One possible approach to MAPP consists of two steps*:

- approximating the spaces by constructing graphs called roadmaps, and then
- using pathfinding algorithms for multiple agents on those roadmaps to derive a set of collision-free paths.

While such approaches based on roadmaps have widely been used for single-agent planning, **doing the same for multiple agents is not trivial at all**.

This is due to the necessity of constructing sparse roadmaps. If not so, it will be dramatically hard to find a combination of plausible paths by managing a higher number of inter-agent collisions. Nevertheless, there is generally a **trade-off between roadmap density and solution quality**; roadmaps should be sufficiently dense to ensure high planning success rate and better solutions.
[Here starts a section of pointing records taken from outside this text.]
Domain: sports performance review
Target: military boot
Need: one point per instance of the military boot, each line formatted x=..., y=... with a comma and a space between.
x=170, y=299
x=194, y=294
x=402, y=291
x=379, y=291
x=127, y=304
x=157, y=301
This begs our key questions:

What are the characteristics to consider in order to effectively construct roadmaps for MAPP?

*Note: Roadmaps are typically constructed via

iteratively sampling pointsfrom the space. Such a kind of approach is calledsampling-based motion planning. The second phase is known as multi-agent pathfinding (MAPF), where significant progress has been made in recent years.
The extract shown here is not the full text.